Prédire la réponse à la chimiothérapie grâce à des paramètres immunitaires

  • Le mélanome cutané est un cancer de la peau dont les formes les plus avancées sont prises en charge par chimiothérapie, notamment avec de la dacarbazine.

  • Seulement, chaque patient répond différemment au traitement, et il n’existait jusqu’à présent aucun élément qui permette de prévoir son efficacité.

  • Les chercheurs sont parvenus à démontrer que certains paramètres immunitaires des patients pourraient aider à prédire la réponse à cette thérapie : une avancée vers la médecine personnalisée.

Cette découverte a été réalisée par François Ghiringhelli et son équipe « Chimiothérapie, métabolisme des lipides et réponse immunitaire anti-tumorale » au Centre Georges-François Leclerc à Dijon.

Vos dons en actions
300000 €

Le projet de François Ghiringhelli a été sélectionné en 2011 par la Fondation pour la Recherche Médicale.

Il a été alloué à la chercheuse et à son équipe le label « équipe FRM », gage d’excellence, ainsi qu’un financement de 300 000 € qui a contribué à l’obtention de ce résultat.

Le mélanome, un cancer agressif

Le mélanome cutané est le cancer de la peau le plus agressif. Cette pathologie est fréquente, située au neuvième rang des cancers tous types confondus. Ces tumeurs se forment à partir des mélanocytes, les cellules qui donnent leur couleur à la peau. A un stade avancé, les mélanomes ont une capacité accrue à former des métastases, c’est-à-dire à s’étendre à d’autres organes que la peau. C’est cette particularité qui lui confère sa dangerosité. Lorsque le mélanome atteint ce stade, sa prise en charge se fait par chimiothérapie. Malgré tout, les patients répondent différemment à ce type de traitement, et il n’existe pas d’outil qui permette de prédire à l’avance son efficacité. Ce problème sera peut-être résolu grâce à la découverte réalisée par François Ghiringhelli, au Centre Georges-François Leclerc, à Dijon.

Cellule lymphocyte T avec récepteurs

Une action du système immunitaire dans lutte antitumorale

Les chercheurs se sont intéressés à un paramètre particulier des patients : leur statut immunitaire. En effet, le système immunitaire, outre un rôle dans la défense contre les pathogènes (tels que les virus ou les bactéries), a également une action plus méconnue. Il a la capacité de reconnaitre les cellules tumorales et de les détruire. Les chercheurs se sont penchés sur la relation possible entre qualité de la réponse immunitaire et efficacité de la chimiothérapie dans le traitement des mélanomes métastasés.

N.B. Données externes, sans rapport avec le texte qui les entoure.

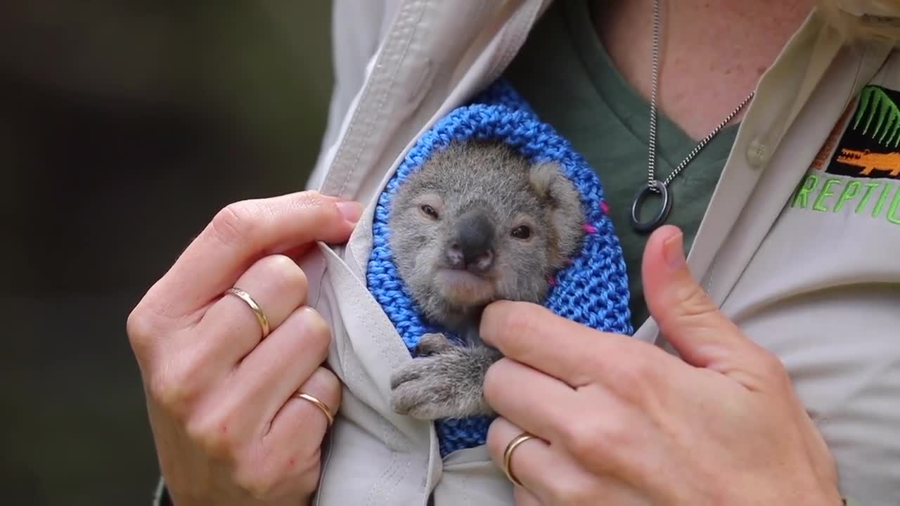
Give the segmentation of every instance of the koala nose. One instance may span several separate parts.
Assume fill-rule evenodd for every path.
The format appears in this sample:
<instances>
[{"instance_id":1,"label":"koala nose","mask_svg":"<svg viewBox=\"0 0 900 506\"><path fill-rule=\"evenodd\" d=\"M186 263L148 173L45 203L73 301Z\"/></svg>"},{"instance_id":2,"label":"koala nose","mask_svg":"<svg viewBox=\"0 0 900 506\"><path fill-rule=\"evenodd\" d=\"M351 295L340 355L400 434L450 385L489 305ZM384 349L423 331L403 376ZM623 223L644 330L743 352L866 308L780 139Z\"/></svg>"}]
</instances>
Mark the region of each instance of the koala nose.
<instances>
[{"instance_id":1,"label":"koala nose","mask_svg":"<svg viewBox=\"0 0 900 506\"><path fill-rule=\"evenodd\" d=\"M494 227L481 212L461 217L456 240L447 248L447 262L456 269L484 274L494 263Z\"/></svg>"}]
</instances>

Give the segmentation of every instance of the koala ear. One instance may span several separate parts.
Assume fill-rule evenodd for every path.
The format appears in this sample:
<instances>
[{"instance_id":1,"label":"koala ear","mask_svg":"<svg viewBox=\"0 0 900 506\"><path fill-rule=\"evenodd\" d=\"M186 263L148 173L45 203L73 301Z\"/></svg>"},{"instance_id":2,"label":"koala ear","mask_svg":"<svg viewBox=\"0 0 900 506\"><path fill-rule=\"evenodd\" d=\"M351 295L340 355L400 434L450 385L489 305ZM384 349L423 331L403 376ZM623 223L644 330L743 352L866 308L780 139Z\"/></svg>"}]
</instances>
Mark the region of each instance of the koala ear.
<instances>
[{"instance_id":1,"label":"koala ear","mask_svg":"<svg viewBox=\"0 0 900 506\"><path fill-rule=\"evenodd\" d=\"M551 209L553 267L562 268L578 252L584 236L581 195L555 162L534 165L528 181Z\"/></svg>"}]
</instances>

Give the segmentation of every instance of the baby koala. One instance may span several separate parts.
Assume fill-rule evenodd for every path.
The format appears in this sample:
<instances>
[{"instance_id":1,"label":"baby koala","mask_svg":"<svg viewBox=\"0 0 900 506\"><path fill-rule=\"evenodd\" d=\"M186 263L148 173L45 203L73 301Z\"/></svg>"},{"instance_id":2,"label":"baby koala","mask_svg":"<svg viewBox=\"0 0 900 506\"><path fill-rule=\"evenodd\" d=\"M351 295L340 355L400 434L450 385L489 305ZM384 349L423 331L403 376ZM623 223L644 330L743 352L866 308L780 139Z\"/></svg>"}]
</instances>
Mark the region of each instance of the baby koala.
<instances>
[{"instance_id":1,"label":"baby koala","mask_svg":"<svg viewBox=\"0 0 900 506\"><path fill-rule=\"evenodd\" d=\"M391 378L392 408L421 420L493 414L488 367L501 357L479 337L484 307L540 303L580 249L580 195L555 163L531 164L500 141L436 152L394 195L390 244L424 318L464 340L426 334Z\"/></svg>"}]
</instances>

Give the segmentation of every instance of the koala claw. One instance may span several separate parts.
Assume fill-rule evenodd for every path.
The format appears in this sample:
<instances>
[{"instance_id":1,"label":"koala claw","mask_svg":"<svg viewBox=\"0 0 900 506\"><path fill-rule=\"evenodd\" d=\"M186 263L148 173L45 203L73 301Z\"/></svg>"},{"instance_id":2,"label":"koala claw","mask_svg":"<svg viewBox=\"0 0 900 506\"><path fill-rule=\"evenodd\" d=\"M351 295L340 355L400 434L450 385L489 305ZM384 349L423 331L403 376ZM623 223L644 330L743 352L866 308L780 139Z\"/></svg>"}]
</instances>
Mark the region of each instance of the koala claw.
<instances>
[{"instance_id":1,"label":"koala claw","mask_svg":"<svg viewBox=\"0 0 900 506\"><path fill-rule=\"evenodd\" d=\"M391 407L418 420L492 414L484 401L484 374L499 353L455 347L440 334L423 336L441 351L412 359L391 376Z\"/></svg>"},{"instance_id":2,"label":"koala claw","mask_svg":"<svg viewBox=\"0 0 900 506\"><path fill-rule=\"evenodd\" d=\"M425 334L418 339L416 352L422 357L443 353L454 348L444 334Z\"/></svg>"},{"instance_id":3,"label":"koala claw","mask_svg":"<svg viewBox=\"0 0 900 506\"><path fill-rule=\"evenodd\" d=\"M442 356L414 358L391 376L391 407L400 414L418 420L447 416L452 385L436 375Z\"/></svg>"}]
</instances>

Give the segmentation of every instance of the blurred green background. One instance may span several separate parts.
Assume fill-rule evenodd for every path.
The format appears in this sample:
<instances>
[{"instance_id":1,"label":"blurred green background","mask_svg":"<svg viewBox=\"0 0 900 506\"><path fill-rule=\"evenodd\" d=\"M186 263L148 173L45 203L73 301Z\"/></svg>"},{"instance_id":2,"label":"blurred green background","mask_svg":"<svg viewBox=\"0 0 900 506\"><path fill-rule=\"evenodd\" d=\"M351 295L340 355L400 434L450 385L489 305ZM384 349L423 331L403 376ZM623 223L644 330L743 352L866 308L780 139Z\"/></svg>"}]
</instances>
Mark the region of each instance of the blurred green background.
<instances>
[{"instance_id":1,"label":"blurred green background","mask_svg":"<svg viewBox=\"0 0 900 506\"><path fill-rule=\"evenodd\" d=\"M301 189L330 3L0 6L0 503L149 504L128 312L215 212Z\"/></svg>"}]
</instances>

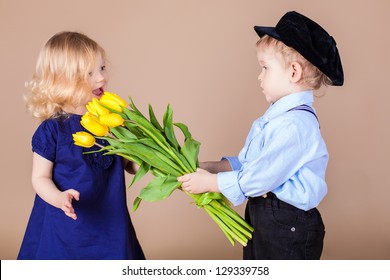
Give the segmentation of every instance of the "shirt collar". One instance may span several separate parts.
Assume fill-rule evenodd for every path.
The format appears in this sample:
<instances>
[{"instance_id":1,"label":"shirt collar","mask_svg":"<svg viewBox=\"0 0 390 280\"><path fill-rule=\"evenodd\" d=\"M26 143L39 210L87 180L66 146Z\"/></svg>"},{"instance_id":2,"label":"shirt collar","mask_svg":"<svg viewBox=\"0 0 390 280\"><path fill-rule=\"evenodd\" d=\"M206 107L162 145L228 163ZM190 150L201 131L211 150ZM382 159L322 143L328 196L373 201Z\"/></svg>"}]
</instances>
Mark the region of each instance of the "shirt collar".
<instances>
[{"instance_id":1,"label":"shirt collar","mask_svg":"<svg viewBox=\"0 0 390 280\"><path fill-rule=\"evenodd\" d=\"M301 91L286 95L273 103L264 114L266 120L273 119L288 110L302 104L312 106L314 102L313 91Z\"/></svg>"}]
</instances>

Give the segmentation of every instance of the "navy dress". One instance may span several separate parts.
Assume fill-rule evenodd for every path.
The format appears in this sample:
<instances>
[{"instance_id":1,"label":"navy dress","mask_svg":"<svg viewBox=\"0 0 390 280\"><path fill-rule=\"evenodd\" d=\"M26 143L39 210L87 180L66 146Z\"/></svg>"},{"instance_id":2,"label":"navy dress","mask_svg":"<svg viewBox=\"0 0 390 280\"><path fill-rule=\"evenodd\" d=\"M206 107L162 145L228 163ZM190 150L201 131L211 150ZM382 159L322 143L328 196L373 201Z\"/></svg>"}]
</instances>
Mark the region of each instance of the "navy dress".
<instances>
[{"instance_id":1,"label":"navy dress","mask_svg":"<svg viewBox=\"0 0 390 280\"><path fill-rule=\"evenodd\" d=\"M18 259L145 259L126 203L122 158L73 144L79 115L44 121L32 138L35 153L53 162L53 181L75 189L77 220L35 196Z\"/></svg>"}]
</instances>

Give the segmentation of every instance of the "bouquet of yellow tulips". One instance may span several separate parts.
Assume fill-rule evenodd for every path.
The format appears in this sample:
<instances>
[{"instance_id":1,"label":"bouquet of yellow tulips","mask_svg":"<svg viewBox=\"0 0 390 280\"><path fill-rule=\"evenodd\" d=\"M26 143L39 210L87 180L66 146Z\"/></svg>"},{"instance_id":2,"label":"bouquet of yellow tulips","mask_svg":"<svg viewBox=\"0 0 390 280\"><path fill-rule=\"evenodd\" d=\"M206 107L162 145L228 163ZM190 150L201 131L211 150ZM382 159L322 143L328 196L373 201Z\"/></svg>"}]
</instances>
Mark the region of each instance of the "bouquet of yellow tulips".
<instances>
[{"instance_id":1,"label":"bouquet of yellow tulips","mask_svg":"<svg viewBox=\"0 0 390 280\"><path fill-rule=\"evenodd\" d=\"M161 125L151 105L149 119L134 105L115 93L105 92L100 100L94 98L87 104L88 112L81 118L81 125L90 133L81 131L73 134L74 144L82 147L98 145L95 138L104 139L107 146L93 152L117 154L139 165L130 186L148 172L151 180L134 200L133 211L142 200L153 202L163 200L180 187L177 177L194 172L198 166L200 143L192 138L188 127L183 123L173 123L173 111L167 106ZM184 143L179 144L174 126L184 135ZM221 193L187 195L196 205L203 208L217 223L232 245L238 241L246 246L252 238L253 228L231 207Z\"/></svg>"}]
</instances>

Des éléments prédictifs de l’efficacité de la chimiothérapie

François Ghiringhelli et son équipe ont ainsi étudié en détail les paramètres immunitaires (nombre de cellules, gènes exprimés par les cellules immunitaires circulantes) de 11 patients traités par chimiothérapie (dacarbazine), pour un mélanome localement avancé ou métastasé. les chercheurs sont parvenus à identifier certains paramètres susceptibles de prédire la réponse du patient à la chimiothérapie.

Vers une prise en charge personnalisée du mélanome avancé

Ce résultat constitue une véritable avancée car, à l’avenir, il laisse présager qu’il pourrait être possible de repérer facilement les malades dont le système immunitaire est le plus faible. Le but sera ensuite de leur proposer une immunothérapie, un traitement capable de stimuler le système immunitaire, afin de rendre la chimiothérapie plus efficace. Cela constituerait un premier pas vers une médecine personnalisée, prenant en compte les caractéristiques propres de chaque patient.